Technorati and Ogilvy Partner to Harness CGM for Brands
Technorati will work with the agency to promote its Conversational Marketing tool to advertisers.
Technorati will work with the agency to promote its Conversational Marketing tool to advertisers.
Technorati has evolved from blog search tool to blogosphere consultant, and now the company is pairing up with Ogilvy North America as a marketing software provider. In an extension of its work with Paramount Pictures, Technorati will work with the agency in an effort to promote its Conversational Marketing System to Ogilvy’s advertiser clients.
The system will allow Ogilvy’s clients to gather snippets from blog posts, video clips, podcasts and other CGM, in order to place it on their own brand sites.
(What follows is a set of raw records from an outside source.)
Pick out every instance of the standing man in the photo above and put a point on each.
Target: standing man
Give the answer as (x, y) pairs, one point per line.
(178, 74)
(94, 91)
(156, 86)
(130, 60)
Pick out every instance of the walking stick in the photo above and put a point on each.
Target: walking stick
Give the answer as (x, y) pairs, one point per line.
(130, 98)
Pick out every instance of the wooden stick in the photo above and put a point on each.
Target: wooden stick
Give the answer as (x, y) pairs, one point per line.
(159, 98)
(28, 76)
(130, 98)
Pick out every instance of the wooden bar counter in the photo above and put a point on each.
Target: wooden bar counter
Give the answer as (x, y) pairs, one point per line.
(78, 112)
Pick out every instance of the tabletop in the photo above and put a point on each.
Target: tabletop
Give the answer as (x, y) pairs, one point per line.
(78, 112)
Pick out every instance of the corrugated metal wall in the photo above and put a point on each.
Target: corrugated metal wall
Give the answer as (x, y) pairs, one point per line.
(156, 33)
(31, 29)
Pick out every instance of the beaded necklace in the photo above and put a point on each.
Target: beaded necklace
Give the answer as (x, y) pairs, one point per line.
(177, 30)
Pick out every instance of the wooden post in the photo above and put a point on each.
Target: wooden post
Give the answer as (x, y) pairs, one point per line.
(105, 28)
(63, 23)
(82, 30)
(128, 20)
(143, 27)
The goal is not only for advertisers to have a sense of what people are saying about their brands, but to create a central hub for those conversations.
“It’s real-time feedback,” said Technorati VP of Marketing Derek Gordon. “It’s almost like a constant never-ending focus group.”
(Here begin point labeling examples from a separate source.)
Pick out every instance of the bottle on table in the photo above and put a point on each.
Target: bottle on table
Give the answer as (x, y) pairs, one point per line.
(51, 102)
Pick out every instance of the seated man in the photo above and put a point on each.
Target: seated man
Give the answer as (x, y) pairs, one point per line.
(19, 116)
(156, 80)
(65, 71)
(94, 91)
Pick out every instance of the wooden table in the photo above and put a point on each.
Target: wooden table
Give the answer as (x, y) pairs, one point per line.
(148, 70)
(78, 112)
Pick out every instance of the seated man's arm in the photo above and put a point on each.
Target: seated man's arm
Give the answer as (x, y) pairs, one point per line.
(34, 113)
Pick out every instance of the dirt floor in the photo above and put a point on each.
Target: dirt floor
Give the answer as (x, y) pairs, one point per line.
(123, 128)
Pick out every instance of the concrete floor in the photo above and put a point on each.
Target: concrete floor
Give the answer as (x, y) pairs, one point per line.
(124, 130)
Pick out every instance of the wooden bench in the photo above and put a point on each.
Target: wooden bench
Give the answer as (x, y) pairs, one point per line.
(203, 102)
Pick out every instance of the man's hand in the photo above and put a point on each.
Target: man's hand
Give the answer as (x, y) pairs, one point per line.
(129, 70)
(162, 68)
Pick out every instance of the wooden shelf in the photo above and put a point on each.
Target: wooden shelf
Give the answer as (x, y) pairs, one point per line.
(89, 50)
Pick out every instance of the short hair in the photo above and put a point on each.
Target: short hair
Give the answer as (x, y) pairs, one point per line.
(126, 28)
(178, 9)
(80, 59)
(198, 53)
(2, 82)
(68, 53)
The company has been dabbling in the consulting arena for awhile now, first aligning with Paramount to aggregate blog posts about its films and related subjects for display on sites affiliated with particular films. Since May, the firm’s technology has harnessed and helped fuel discussions on documentary films “An Inconvenient Truth,” Al Gore’s global warming warning, and Dixie Chicks flick, “Shut Up and Sing.”
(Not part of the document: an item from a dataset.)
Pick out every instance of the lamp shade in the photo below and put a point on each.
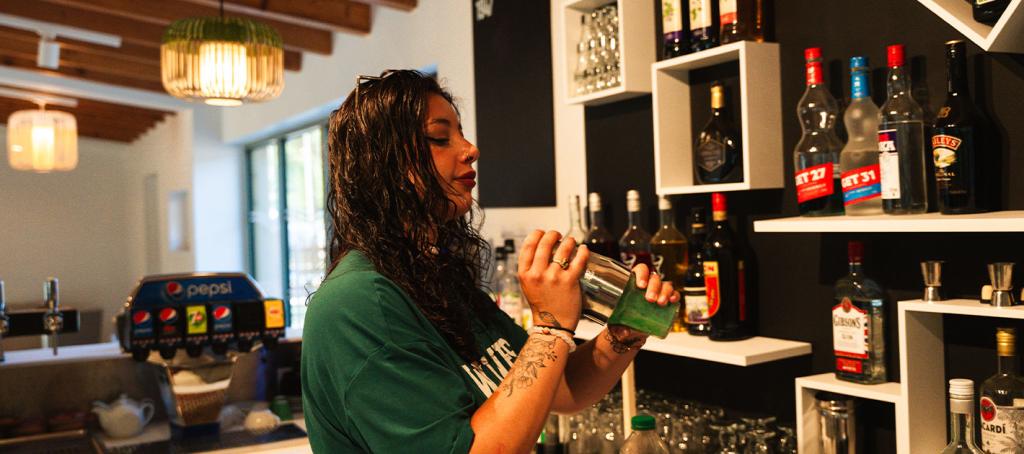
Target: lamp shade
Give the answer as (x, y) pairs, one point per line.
(41, 140)
(222, 60)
Those were test cases, said Gordon, adding the Conversational Marketing System is a full-fledged product offering. Essentially, Ogilvy is acting as a broker, to connect Technorati with interested advertisers, and counsel the technology company on how best to serve advertisers through its products. The agency’s creative directors on both the traditional and digital sides have worked with Technorati to fine tune the product, and Ogilvy client Kodak has expressed interest in developing a destination site using it. Technorati expects to offer the ASP software through other agencies in the future, Gordon said.
PR firm Edelman joined with RSS feed platform provider NewsGator Technologies in December to offer Edelman clients a similar offering. Deemed “Hosted Conversations,” the product serves blurbs from online discussions on specific topics into advertiser-branded ad units.
Ogilvy has developed blogs for clients including Cisco, IBM and SAP. The agency’s creative directors on both the traditional and digital sides have worked with Technorati to fine tune the offering, said Carla Hendra, co-CEO of Ogilvy North America. Technology, Financial Services and even Consumer Packaged Goods advertisers are showing an interest in reaching out to people through online conversations, she told ClickZ News.
“Their brands are appearing and they’re being talked about,” she said. “They have to make it figure into the way they market.”
However by including content only directly affiliated with a particular brand, advertisers could miss out on the full potential of the offering. “There is an interesting conversation that is not square on your brand, but immediately adjacent to your brand,” said Gordon.
Brand clients also want to ensure “they are protecting their brands in this uncontrolled atmosphere,” Hendra added.
While the tool lets brands monitor and remove objectionable content, Gordon hopes they don’t use filters to exclude all negative criticism. “We counsel brands to make choices that are braver than that,” he said. In agreement, Hendra said brands that apply fewer controls to conversations “gain in credibility.”
Technorati is also continuing its work with Paramount, and according to Gordon, is helping develop a social media component for an upcoming film.